Hati-hati Jika Penciuman Tiba-tiba tidak Berfungsi Normal Bisa Jadi Gejala Corona Terbaru

INDONESIANPOINT.COM -- Siapa pun yang tiba-tiba tidak bisa mencium adalah pembawa virus korona yang tidak terlihat. Dalam kondisi ini, mere...

INDONESIANPOINT.COM -- Siapa pun yang tiba-tiba tidak bisa mencium adalah pembawa virus korona yang tidak terlihat. Dalam kondisi ini, mereka biasanya tidak memiliki gejala umum Covid-19 seperti demam dan batuk. Studi ini diungkapkan oleh para ahli rhinologi terkemuka di Inggris. 


Di Korea Selatan, Cina, dan Italia, sekitar sepertiga pasien yang dites positif Covid-19 mengklaim bahwa bau mereka terganggu atau hilang.
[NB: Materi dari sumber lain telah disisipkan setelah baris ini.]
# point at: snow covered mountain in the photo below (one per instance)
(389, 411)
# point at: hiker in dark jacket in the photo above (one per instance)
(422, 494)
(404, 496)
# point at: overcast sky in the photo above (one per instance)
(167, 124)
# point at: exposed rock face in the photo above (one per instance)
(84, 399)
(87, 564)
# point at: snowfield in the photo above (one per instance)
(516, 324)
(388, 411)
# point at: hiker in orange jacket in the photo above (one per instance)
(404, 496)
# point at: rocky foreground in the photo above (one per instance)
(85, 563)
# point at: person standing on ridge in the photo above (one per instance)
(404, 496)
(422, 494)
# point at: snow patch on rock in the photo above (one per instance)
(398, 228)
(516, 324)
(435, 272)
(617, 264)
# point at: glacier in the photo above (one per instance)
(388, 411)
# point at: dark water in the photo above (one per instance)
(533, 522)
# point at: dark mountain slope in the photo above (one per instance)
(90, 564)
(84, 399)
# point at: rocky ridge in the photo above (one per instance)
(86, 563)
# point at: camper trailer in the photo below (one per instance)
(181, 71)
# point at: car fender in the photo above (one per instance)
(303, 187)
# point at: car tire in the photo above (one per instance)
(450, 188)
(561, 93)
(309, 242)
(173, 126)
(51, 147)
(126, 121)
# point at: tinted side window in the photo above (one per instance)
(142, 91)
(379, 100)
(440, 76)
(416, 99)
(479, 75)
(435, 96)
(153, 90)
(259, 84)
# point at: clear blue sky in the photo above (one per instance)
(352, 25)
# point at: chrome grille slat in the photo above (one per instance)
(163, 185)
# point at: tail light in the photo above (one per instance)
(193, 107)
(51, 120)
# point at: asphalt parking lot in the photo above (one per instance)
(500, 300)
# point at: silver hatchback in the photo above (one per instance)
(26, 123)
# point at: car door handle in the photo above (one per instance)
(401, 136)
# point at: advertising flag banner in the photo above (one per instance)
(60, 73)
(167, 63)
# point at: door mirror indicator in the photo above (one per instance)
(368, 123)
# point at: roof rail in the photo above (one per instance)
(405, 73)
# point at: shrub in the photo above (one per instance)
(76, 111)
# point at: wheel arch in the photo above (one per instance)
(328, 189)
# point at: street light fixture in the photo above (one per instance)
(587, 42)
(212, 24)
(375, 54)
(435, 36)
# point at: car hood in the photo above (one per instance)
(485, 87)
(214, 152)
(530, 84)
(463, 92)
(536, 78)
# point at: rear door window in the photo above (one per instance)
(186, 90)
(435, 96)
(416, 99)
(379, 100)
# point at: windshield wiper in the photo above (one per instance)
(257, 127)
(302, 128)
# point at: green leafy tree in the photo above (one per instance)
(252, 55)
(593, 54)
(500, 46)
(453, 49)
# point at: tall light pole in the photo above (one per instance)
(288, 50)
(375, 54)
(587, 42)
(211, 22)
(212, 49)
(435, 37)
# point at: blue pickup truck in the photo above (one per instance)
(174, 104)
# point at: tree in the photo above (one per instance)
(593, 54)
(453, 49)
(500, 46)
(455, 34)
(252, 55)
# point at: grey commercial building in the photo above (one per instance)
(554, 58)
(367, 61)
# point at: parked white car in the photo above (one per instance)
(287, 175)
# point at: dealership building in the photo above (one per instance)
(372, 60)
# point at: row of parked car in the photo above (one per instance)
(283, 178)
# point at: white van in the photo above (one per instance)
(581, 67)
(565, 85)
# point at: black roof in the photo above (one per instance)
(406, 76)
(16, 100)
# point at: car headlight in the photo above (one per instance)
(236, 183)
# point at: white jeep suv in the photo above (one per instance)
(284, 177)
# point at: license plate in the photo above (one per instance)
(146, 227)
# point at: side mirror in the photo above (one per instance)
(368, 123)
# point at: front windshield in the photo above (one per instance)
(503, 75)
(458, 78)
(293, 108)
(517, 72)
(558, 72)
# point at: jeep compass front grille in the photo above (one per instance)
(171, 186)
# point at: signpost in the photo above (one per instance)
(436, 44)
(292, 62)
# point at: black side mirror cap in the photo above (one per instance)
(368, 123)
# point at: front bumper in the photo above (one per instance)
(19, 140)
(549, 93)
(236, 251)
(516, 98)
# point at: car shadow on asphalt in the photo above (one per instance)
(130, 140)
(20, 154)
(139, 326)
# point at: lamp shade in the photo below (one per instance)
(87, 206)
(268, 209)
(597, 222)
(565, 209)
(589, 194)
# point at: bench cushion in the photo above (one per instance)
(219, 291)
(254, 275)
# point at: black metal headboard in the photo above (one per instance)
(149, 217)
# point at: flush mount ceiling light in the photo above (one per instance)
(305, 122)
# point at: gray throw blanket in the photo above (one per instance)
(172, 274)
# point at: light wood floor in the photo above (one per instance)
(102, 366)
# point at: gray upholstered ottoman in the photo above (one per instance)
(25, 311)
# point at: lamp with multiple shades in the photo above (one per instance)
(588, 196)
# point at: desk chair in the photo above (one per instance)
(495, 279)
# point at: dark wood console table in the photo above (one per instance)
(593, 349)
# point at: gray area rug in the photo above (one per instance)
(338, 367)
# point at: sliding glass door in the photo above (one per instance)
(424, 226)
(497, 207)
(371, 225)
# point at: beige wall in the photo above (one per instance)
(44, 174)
Menurut para ahli THT di Inggris, kondisi ini dikenal sebagai anosmia atau hyposmia. "Di Korea Selatan, di mana pengujian sangat luas, 30 persen pasien yang dites positif Covid-19 mengalami anosmia (kehilangan penciuman)," kata presiden Profesor Masyarakat Rhinologi Inggris, Clare Hopkins, dan presiden Asosiasi Inggris. Otorhinolaryngology, profesor Nirmal Kumar.
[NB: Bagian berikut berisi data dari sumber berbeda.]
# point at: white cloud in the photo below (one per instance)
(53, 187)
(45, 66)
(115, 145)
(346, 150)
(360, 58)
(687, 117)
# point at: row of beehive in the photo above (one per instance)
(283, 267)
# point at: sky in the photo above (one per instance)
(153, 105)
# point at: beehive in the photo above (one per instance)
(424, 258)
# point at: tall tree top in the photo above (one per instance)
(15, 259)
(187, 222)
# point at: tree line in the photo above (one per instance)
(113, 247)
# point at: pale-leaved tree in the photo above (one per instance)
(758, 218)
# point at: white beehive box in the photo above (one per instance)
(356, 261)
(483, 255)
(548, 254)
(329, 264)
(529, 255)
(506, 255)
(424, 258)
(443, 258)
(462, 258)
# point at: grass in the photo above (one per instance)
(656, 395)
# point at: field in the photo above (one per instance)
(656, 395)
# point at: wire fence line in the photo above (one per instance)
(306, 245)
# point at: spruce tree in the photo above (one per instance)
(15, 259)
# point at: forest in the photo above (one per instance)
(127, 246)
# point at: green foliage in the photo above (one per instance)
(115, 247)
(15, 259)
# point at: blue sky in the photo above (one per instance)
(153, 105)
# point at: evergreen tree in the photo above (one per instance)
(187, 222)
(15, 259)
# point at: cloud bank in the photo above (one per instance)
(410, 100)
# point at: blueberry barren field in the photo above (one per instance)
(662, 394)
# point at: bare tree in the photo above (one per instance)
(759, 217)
Dilansir oleh Business Insider, Senin (23/3/2020), para profesor mengatakan bahwa banyak pasien di seluruh dunia yang positif Covid-19 terinfeksi tanpa gejala demam tinggi atau batuk. Sebaliknya, mereka merasa sulit untuk mencium dan merasakan. 

"Ada sejumlah laporan yang berkembang pesat tentang peningkatan signifikan dalam jumlah pasien Covid-19 yang hanya mengalami anosmia tanpa gejala lain," kata para peneliti dalam sebuah pernyataan. "Iran telah melaporkan peningkatan yang signifikan dalam kasus-kasus anosmia. Selain itu, banyak pasien dari AS, Prancis dan Italia Utara juga memiliki pengalaman yang sama," tambahnya. 

Kurangnya gejala atau tanpa gejala yang umum pada Covid-19 membuat pasien yang positif mungkin tidak memeriksakan diri, dan tidak mengkarantina diri sendiri. Jika ini terjadi, pasien Covid-19 tanpa gejala berkontribusi terhadap penyebaran penyakit.

Kaum muda mungkin tidak menunjukkan gejala virus korona biasa

Profesor Kumar kepada Sky News bahwa pasien muda menunjukkan tanda-tanda tidak bisa mencium atau merasakan. Mereka tidak menunjukkan gejala umum virus korona seperti demam tinggi atau batuk terus-menerus. 

"Pada pasien muda, mereka tidak memiliki gejala yang signifikan seperti batuk dan demam. Tetapi mereka mungkin kehilangan indera penciuman dan rasa, yang menunjukkan bahwa virus itu hidup di hidung," katanya. 

Para profesor memanggil siapa pun dengan gejala indra penciuman dan rasa untuk mengisolasi diri mereka selama tujuh hari untuk mencegah penyebaran penyakit lebih lanjut.